Wpis z mikrobloga

Mirki, pilna sprawa. Moja różowa ma duży problem, a mianowicie zmieniła pracę na totalny januszex. Pracowała wcześniej 4 lata w banku (dostała pracę po technikum z zawodem tech ekonomista bo jesteśmy z małego miasta i nie było problemu) i w końcu na 2 roku magisterki dostała pracę w finansach. Przepracowała 1,5 roku w jednej firmie, ale praca typowo żeby się wdrożyć w branżę. Teraz dostała nową pracę i...ogromne rozczarowanie.

Jest tam 2 miesiące i już jej siada łeb. Firma logistyczna, typowy kołchoz. Telefony i smsy podczas wolnego, darmowa praca po godzinach, obowiązki jak za 2 stanowiska i dla smaczku jeszcze dodatek w postaci kilkunastu telefonów i maili od klientów w sprawie zaległości finansowych (wynika to z tego, że niektóre przelewy z zagranicy idą długo, firma nie ma problemów sama w sobie).
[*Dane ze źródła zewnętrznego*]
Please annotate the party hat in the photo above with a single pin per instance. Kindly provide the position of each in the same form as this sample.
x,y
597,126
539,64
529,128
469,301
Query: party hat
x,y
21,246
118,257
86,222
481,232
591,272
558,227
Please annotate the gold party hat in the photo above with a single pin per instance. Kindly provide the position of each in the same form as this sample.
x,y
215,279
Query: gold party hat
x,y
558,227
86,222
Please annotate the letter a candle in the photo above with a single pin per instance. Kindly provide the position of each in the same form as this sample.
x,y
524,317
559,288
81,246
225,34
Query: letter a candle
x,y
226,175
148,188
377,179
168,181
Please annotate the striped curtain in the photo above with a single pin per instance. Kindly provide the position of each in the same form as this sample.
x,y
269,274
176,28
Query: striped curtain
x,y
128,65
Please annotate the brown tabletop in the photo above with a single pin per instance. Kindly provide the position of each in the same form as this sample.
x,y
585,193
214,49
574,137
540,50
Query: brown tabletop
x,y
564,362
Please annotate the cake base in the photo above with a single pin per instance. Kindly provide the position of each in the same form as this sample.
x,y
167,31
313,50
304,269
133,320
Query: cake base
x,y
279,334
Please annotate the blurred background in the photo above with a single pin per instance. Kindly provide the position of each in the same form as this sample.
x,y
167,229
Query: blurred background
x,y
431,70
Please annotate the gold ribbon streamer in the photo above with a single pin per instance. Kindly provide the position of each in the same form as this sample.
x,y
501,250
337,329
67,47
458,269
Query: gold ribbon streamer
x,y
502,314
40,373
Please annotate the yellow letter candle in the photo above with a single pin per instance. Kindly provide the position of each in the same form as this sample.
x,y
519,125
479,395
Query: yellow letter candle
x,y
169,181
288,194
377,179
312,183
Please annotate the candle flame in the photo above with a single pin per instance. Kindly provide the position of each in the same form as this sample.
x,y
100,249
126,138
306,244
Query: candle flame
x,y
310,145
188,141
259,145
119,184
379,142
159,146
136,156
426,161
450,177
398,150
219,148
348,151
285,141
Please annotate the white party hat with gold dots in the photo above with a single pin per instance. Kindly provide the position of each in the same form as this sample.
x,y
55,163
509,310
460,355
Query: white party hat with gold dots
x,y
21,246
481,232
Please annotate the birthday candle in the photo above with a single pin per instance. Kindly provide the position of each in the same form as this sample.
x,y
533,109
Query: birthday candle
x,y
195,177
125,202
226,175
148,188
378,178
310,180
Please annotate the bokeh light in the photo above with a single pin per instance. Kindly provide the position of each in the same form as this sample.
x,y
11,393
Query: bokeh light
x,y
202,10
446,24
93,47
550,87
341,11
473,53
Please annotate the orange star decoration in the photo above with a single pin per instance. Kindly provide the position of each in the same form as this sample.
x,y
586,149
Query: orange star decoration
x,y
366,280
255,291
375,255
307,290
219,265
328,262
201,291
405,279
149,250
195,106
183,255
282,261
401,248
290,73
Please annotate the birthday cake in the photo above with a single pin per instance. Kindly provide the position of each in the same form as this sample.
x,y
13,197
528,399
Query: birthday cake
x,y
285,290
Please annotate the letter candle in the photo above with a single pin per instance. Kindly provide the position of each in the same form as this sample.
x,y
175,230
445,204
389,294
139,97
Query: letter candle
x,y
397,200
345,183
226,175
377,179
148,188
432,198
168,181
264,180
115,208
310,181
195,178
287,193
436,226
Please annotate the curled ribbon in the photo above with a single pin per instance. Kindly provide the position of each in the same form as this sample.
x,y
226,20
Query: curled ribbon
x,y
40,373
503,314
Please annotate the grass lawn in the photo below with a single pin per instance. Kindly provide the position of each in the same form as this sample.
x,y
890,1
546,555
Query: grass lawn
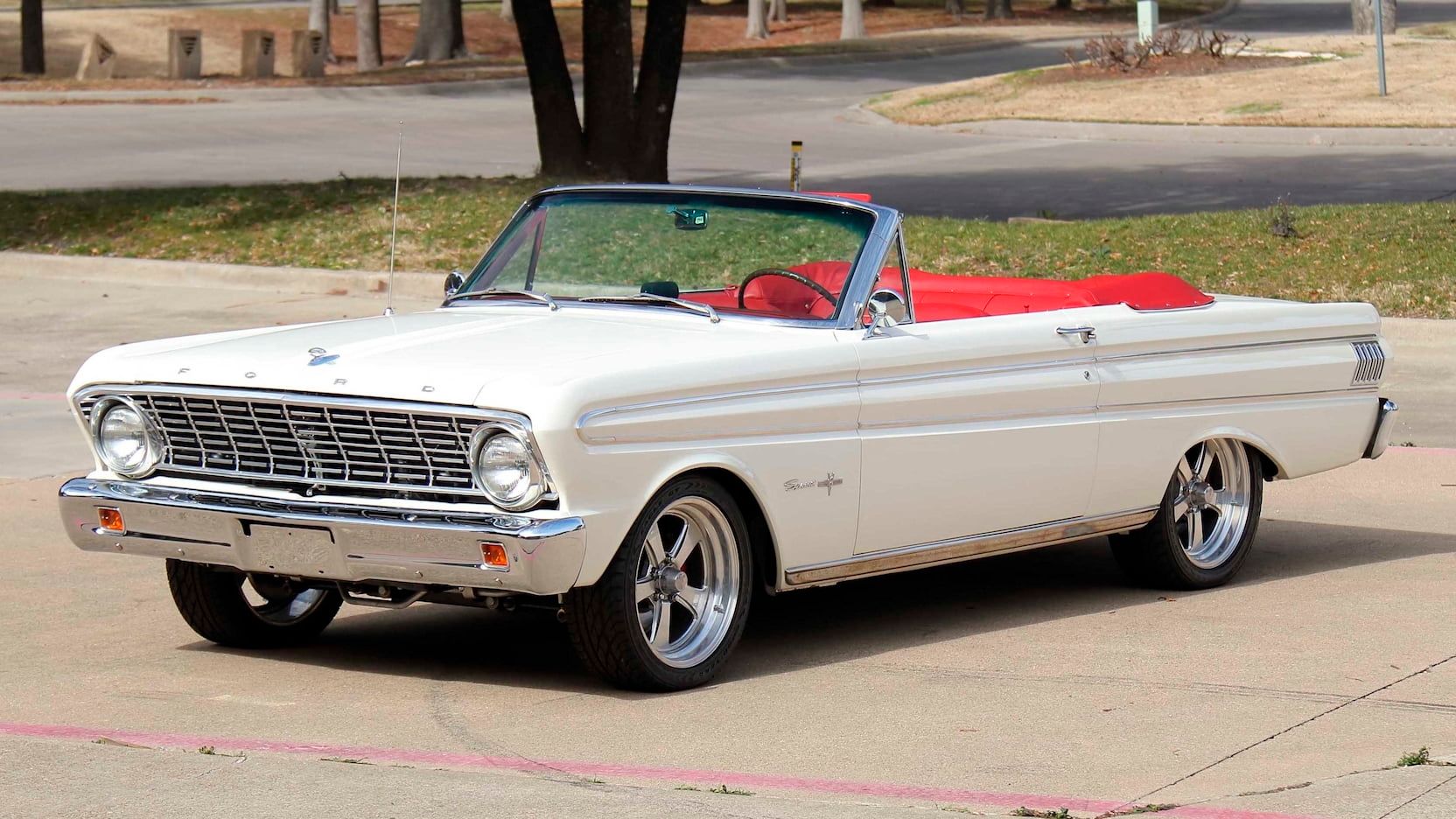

Szef jest zdania, że "jak ktoś się nie upomina, to nie płaćmy", albo "płaćmy najpierw tym co grożą" XD, Generalnie szefem jest chłop 60+, który każe sobie drukować excela xD Logistycy dostają premię "pod stołem".

Co ciekawe, kasa jest dobra, ale to chyba z uwagi na dodatek niewolniczy wliczony. Ogromny chaos w firmie, brak automatyzacji, brak narzędzi do pracy, słabe wdrożenie (laska, która odchodziła, była wrogonastawiona, bo rzuciłą wypo chcąć wymusić podwyżkę i jej się nie udało xD).

I teraz pytanie. Czy pracując 2/3 miesiące w jednej firmie w ogóle ma szanse w jakiejś rekrutacji? Wcześniej 4 lata bank i 1.5 roku finanse. Dziewczyna zaraz 26 lvl, wykształcenie kierunkowe.

Żal mi strasznie jej, bo jest mega zdolna, ambitna, ma dużą wiedzę, a trafiła na typowych wyzyskiwaczy. Z drugiej strony będzie jej ciężko jako osobie młodej teraz zmienić coś na momencie, a psycha już siada.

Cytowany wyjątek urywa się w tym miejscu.